Reading edited volumes can be like serial monogamy or group sex. While my perverse fantasies tend toward the latter, my reading habits tend toward the former. It was therefore with mixed feelings that I sat down to read this volume of sixteen essays, for fear that each essay would be too short to satisfy me and the whole would be without sufficient unity. The essays consider a range of subjects, from a Spanish Jewish kabbalist to the contemporary gay rights movement in Israel, from Freud to Proust to the infamous Leopold and Loeb case to the iconic Barbra Streisand. But if the thematic links are attenuated, the volume's breadth covers the scope of questions provoked by bringing queer studies and Jewish cultural studies into conversation with one another. The volume proceeds from the dual premises that the modern (European) racialization of Jews relied on the idea that Jews embodied nonnormative sexual and gender identities and, conversely, that the modern (European) homosexual was racialized in relation to anti-Semitism. These premises play themselves out in the volume in a relay between analogies and articulations of queerness and Jewishness. Before I could whip out my critique of analogies, Janet R. Jakobsen did it for me in her insightul entry, "Queers Are like Jews, Aren't They?" in which she delineates the dangers of analogies but also the promises of alliances between Jewish and queer identities if they are contextualized properly and thought of more in terms of "complicity" (80).

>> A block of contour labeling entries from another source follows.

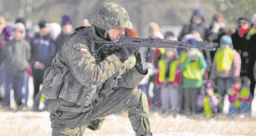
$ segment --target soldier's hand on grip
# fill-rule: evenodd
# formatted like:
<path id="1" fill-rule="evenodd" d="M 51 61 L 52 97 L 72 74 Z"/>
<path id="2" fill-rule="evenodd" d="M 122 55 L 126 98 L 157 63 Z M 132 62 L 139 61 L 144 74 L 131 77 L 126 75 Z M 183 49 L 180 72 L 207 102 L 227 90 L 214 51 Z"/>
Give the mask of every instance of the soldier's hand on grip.
<path id="1" fill-rule="evenodd" d="M 140 53 L 137 51 L 134 52 L 134 56 L 136 58 L 136 64 L 135 68 L 141 74 L 145 74 L 147 69 L 143 70 L 142 64 L 140 58 Z M 146 52 L 146 56 L 145 57 L 146 62 L 151 63 L 154 61 L 154 53 L 152 51 L 151 48 L 149 48 L 149 50 Z"/>
<path id="2" fill-rule="evenodd" d="M 148 48 L 148 51 L 146 53 L 146 62 L 152 63 L 154 61 L 154 53 L 151 48 Z"/>
<path id="3" fill-rule="evenodd" d="M 128 59 L 129 55 L 130 53 L 130 50 L 126 48 L 122 47 L 117 49 L 114 53 L 122 63 L 124 63 L 125 60 Z"/>

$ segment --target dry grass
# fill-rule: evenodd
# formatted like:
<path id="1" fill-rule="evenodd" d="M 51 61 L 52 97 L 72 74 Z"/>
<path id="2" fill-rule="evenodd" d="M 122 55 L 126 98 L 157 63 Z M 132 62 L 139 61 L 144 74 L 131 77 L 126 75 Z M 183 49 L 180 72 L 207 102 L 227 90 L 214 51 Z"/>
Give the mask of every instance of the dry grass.
<path id="1" fill-rule="evenodd" d="M 51 133 L 49 113 L 42 113 L 0 112 L 0 135 L 50 136 Z M 96 136 L 108 134 L 128 134 L 134 135 L 127 112 L 107 117 L 102 128 L 92 131 L 87 129 L 84 135 Z M 220 135 L 255 136 L 256 118 L 236 118 L 231 120 L 219 115 L 212 119 L 202 116 L 187 118 L 178 115 L 161 116 L 154 113 L 150 115 L 150 124 L 153 134 L 170 132 L 191 132 L 198 134 L 214 134 Z M 178 134 L 176 135 L 180 135 Z"/>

After Jakobsen and excerpts from Marjorie Garber's Vested Interests and Eve Kosofsky Sedgwick's Epistemology of the Closet, the volume addresses three interrelated themes. The first interrogates the historical relationship between homosexual and Jew. Jay Geller's "Freud, Blüher, and the Secessio Inversa" is a fascinating excavation of Freud's correspondence with the German sociologist Hans Blüher, who, Geller argues, played a crucial role in disseminating a racial typology of homosexualities by creating an opposition between the healthy inversion of [End Page 476] manly Germanic men and the decadent homosexuality of effeminate Jews. Alisa Solomon's essay, "Viva la Diva Citizenship," one of the volume's highlights, twins nicely with Geller's. Solomon implicitly traces in Israel the obverse of Blüher's types, which grew, needless to say, out of the Holocaust: the associations between Jewishness, manliness, and the "sissy within" that underwrite Zionism. She demonstrates how Israel's gay rights movement both challenges and upholds Zionism in a public debate that pits the antigay religious right against secular liberals, who have begun to embrace gay rights in the name of liberal Zionism. Solomon concludes that a truly queer position is an anti-Zionist one that supports equality for all of Israel's citizens, a position taken up by radical lesbians in the peace movement. Daniel Boyarin, addressing Freud's castration theory in "Homophobia and the Postcoloniality of the 'Jewish Science,'" convincingly argues that Freud's writings reveal a direct link between anti-Semitism, misogyny, and fantasies of phallic lack. This interconnection is, in turn, the product of a divided consciousness for Freud, whom Boyarin provocatively considers a postcolonial subject.

The second theme concerns Jewish responses to the abjection of linking Jewishness with threatening sexual difference. The highlight for me in this cluster of essays is Bruce Rosenstock's "Messianism, Machismo, and 'Marranism.'" Rosenstock's close reading of Abraham Miguel Cardoso's seventeenth-century messianic texts represents them as a signal moment in the history of Jewish homoeroticism. Placing them in the context of Cardoso's humiliating experiences as a Spanish converso, Rosenstock convincingly demonstrates that Cardoso's messianism was informed by "phallic narcissism" (201), which underlay an unabashed homoeroticism in his writings between himself and his messianic hero, Sabbatai Zevi. This imaginative repertoire repaired the wounds inflicted by the machismo narcissism of Iberian culture.